A student protester against the war in Gaza walks past tents and banners in an encampment in Harvard Yard, April 25. (AP Photo/Ben Curtis)

(Boston Herald/TNS) — Harvard handed out notice of academic sanctions to 35 pro-Palestinian student protesters over the weekend, students said — a move that galvanized renewed pushback from groups Sunday and that some organizers say breaks the agreement between the university and students to end their encampment.

“Harvard has violated its agreement with student protestors,” the Harvard Palestine Solidarity Committee wrote on social media on Saturday. … “If Harvard won’t live up to their promises, we see no reason to live up to ours.”

Harvard and the Harvard Out of Occupied Palestine Coalition (HOOP), a collection of pro-Palestinian student groups and organizers, negotiated a deal last Tuesday to end the protest encampment on Harvard Yard. Despite students’ claim that the disciplinary measures violate their deal and a rally was held protesting the actions Sunday afternoon, no students immediately moved to reinstate the camp.

In the deal, HOOP stated in a release, students voted to end the encampment in exchange for meeting with the university’s governing board to discuss divestment from Israel affiliates and others, expedited processing for the reinstatement of student protestors placed on involuntary leave, and expedited processing of over 60 students with cases before the Administrative Board with “precedents of leniency for similar actions in the past.”

In a statement, Harvard President Alan Garber said he would encourage the disciplinary boards to “evaluate expeditiously, according to their existing practices and precedents” for protesters’ cases.

Of the cases before the Administrative Board, 35 students will face academic sanctions including suspension and probation, HOOP and other student groups said in statements over the weekend. Students claimed about 14 students would not be graduating in the coming week because of the sanctions and others would have to withdraw from school for extended periods next year.

Harvard did not respond to a Herald request for information on the cases by Sunday evening.

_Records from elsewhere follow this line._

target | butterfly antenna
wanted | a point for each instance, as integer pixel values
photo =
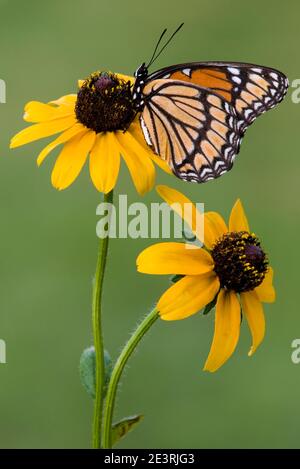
(154, 57)
(156, 47)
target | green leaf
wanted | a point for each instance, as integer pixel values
(121, 428)
(210, 305)
(87, 370)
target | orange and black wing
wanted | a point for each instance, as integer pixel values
(193, 129)
(250, 89)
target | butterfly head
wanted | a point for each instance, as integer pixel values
(141, 75)
(141, 72)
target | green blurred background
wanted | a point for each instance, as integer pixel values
(48, 241)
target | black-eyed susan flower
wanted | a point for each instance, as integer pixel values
(100, 122)
(231, 271)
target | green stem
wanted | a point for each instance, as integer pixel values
(117, 371)
(97, 333)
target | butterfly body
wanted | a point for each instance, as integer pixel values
(194, 115)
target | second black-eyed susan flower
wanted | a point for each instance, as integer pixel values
(100, 121)
(232, 271)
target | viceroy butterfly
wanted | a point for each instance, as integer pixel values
(194, 115)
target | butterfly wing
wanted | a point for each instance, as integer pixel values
(250, 89)
(192, 128)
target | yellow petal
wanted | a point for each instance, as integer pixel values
(63, 138)
(68, 100)
(183, 206)
(138, 162)
(41, 112)
(238, 220)
(71, 160)
(136, 132)
(266, 291)
(105, 162)
(188, 296)
(227, 330)
(38, 131)
(254, 313)
(126, 77)
(174, 258)
(214, 228)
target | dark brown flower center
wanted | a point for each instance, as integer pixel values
(104, 103)
(240, 262)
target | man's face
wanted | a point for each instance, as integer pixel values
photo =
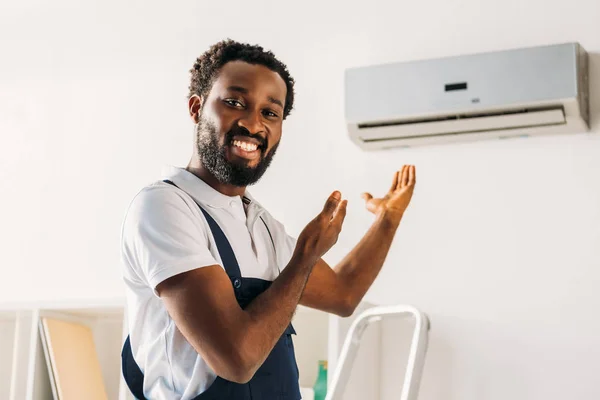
(240, 123)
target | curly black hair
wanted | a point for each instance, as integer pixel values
(207, 66)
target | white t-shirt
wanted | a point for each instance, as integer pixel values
(165, 234)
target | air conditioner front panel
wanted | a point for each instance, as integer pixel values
(462, 126)
(470, 82)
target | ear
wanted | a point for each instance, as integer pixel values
(195, 103)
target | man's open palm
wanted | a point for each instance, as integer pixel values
(398, 197)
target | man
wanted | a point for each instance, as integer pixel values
(212, 278)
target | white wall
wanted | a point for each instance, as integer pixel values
(501, 246)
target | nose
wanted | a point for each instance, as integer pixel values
(252, 121)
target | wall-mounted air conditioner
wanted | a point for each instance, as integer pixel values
(533, 91)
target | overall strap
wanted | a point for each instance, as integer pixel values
(225, 251)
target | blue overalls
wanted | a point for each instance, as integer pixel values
(276, 379)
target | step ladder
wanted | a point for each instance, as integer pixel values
(416, 357)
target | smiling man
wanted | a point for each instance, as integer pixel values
(212, 278)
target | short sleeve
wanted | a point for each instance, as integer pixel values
(162, 237)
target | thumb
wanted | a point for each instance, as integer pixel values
(366, 196)
(331, 203)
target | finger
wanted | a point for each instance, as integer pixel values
(340, 214)
(405, 176)
(331, 204)
(395, 181)
(401, 178)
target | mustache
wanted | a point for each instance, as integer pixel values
(241, 131)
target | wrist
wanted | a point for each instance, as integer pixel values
(389, 218)
(303, 259)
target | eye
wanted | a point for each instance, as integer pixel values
(234, 103)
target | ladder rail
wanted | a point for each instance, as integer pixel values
(416, 357)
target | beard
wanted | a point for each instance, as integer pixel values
(213, 155)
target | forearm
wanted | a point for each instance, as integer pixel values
(358, 270)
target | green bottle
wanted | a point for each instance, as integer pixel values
(320, 387)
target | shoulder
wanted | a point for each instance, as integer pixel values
(164, 210)
(157, 198)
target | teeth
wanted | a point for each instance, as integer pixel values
(245, 145)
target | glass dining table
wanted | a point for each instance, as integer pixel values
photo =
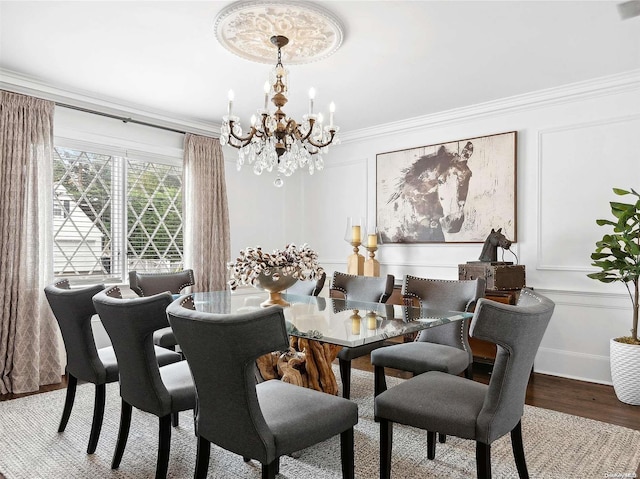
(319, 327)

The decisions to discipline 35 of the students with cases before the Administrative Board violates the “existing precedents,” the Harvard Palestine Solidarity Committee said.

In releases against the decision, several student groups cited precedents in terms of outcomes of the 1986 South Africa Apartheid encampment, the 2001 Progressive Student Labor movement sit-in, Fossil Fuel divestment sit-ins and blockades from 2014-2017 and a 2016 Belinda Hall occupation, among several others. Harvard Artists for Palestine said in all those cases organizers faced “minor or no discipline for comparable forms of nonviolent civil disobedience.”

A rally in support of the students facing disciplinary action started at Harvard’s shut Johnston Gate — the university was closed to anyone without a Harvard ID again on Sunday — and wound through Cambridge on Sunday. Rally-goers called the “extraordinary” punishment of pro-Palestine demonstrators compared to past protesters at Harvard the “Palestine exception.”

“The Palestine exception should have no place at Harvard University,” said Sal Suri, an organizer with the Harvard Graduate Students Union who said she is facing disciplinary action for her role in the protests. “We will not rest until the university ceases to weaponize this exception by singling out and punishing our fellow students. We will not rest until we put an end to our institution’s complicity in this genocide. We will not rest until Palestine is free.”

A petition calling for administrators to let 14 seniors graduate and end the other disciplinary measures gained over 1,100 signatures by Sunday morning, the Harvard Palestine Solidarity Committee posted.

Cambridge police said there were no incidents or arrests at Sunday’s rally.